According to Holmstead, the white paper also makes it clear that those technologies aren’t adequately demonstrated to work on a large-scale yet.
The EPA’s proposal is expected later this year with a final rule due in 2023. Another EPA draft rule for existing power plants is also expected this year.
Back in 2015, the Environmental Protection Agency released a rule that requires coal-fired power plants to partially offset emissions via carbon capture and storage. Back then, the Trump administration proposed repeal of the rule.
The same mandate also sets a carbon limit for new gas plants of 1,000 pounds per megawatt-hour. Now the agency could raise the scales and propose a 20 or 30% tightening of that standard.
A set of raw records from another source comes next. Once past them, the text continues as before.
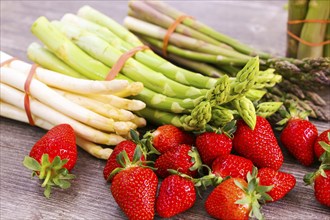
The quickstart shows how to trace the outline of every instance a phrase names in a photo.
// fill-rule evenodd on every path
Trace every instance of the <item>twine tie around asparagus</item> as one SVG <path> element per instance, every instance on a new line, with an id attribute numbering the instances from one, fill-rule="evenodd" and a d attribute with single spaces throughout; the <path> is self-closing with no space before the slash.
<path id="1" fill-rule="evenodd" d="M 172 33 L 175 31 L 176 27 L 186 18 L 193 18 L 193 17 L 189 15 L 181 15 L 168 27 L 165 37 L 163 39 L 162 53 L 164 57 L 167 57 L 167 46 Z"/>
<path id="2" fill-rule="evenodd" d="M 34 120 L 32 118 L 32 113 L 31 113 L 31 108 L 30 108 L 30 84 L 33 79 L 33 76 L 36 72 L 36 69 L 38 67 L 38 64 L 32 64 L 29 75 L 26 78 L 25 84 L 24 84 L 24 91 L 25 91 L 25 96 L 24 96 L 24 109 L 26 112 L 26 116 L 29 119 L 29 124 L 34 126 Z"/>
<path id="3" fill-rule="evenodd" d="M 16 57 L 12 57 L 4 62 L 1 63 L 1 67 L 9 65 L 11 62 L 18 60 Z M 31 108 L 30 108 L 30 84 L 33 78 L 33 75 L 36 72 L 36 68 L 38 67 L 37 64 L 33 64 L 31 66 L 30 72 L 28 77 L 26 78 L 25 84 L 24 84 L 24 91 L 25 91 L 25 96 L 24 96 L 24 109 L 26 112 L 26 116 L 29 120 L 29 124 L 34 126 L 34 120 L 32 118 L 32 114 L 31 114 Z"/>
<path id="4" fill-rule="evenodd" d="M 330 20 L 306 19 L 306 20 L 291 20 L 291 21 L 288 21 L 289 25 L 300 24 L 300 23 L 321 23 L 321 24 L 325 23 L 325 24 L 329 24 Z M 298 37 L 297 35 L 295 35 L 294 33 L 292 33 L 289 30 L 287 30 L 287 33 L 293 39 L 295 39 L 295 40 L 299 41 L 300 43 L 303 43 L 307 46 L 310 46 L 310 47 L 318 47 L 318 46 L 323 46 L 323 45 L 326 45 L 326 44 L 330 44 L 330 40 L 326 40 L 326 41 L 319 42 L 319 43 L 313 43 L 313 42 L 308 42 L 304 39 L 301 39 L 300 37 Z"/>
<path id="5" fill-rule="evenodd" d="M 118 73 L 120 72 L 120 70 L 123 68 L 123 66 L 125 65 L 125 62 L 131 58 L 132 56 L 134 56 L 137 52 L 142 51 L 142 50 L 146 50 L 146 49 L 150 49 L 148 46 L 146 45 L 141 45 L 138 47 L 135 47 L 129 51 L 127 51 L 126 53 L 123 53 L 119 59 L 117 60 L 117 62 L 112 66 L 109 74 L 107 75 L 105 80 L 113 80 Z"/>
It could also go further by requiring carbon capture on newly built gas plants the same way it did with coal-fired plants in its 2015 rule.
According to Mike O’Boyle, director of electricity policy at Energy Innovation, who criticized enforcing carbon capture, if EPA bases its rule on it, utilities could choose to opt for something else that allows them to keep emissions at the limits set by the rule.
“Just because EPA decides that certain emissions reduction technologies are commercially feasible doesn’t mean that necessarily we will or should get more of those technologies deployed in the real world,” said Mr O’Boyle.
Carbon capture and storage is certainly viewed as a decarbonization path by some environmental and governmental organizations. However, they still need to be tested for efficiency in the real world before they could be required by law to be deployed on a large scale.
Some of the carbon capture projects that have been implemented by the energy industry have shown to reduce emissions below their initial targets. They are also still expensive which limits their widespread deployment on a large scale.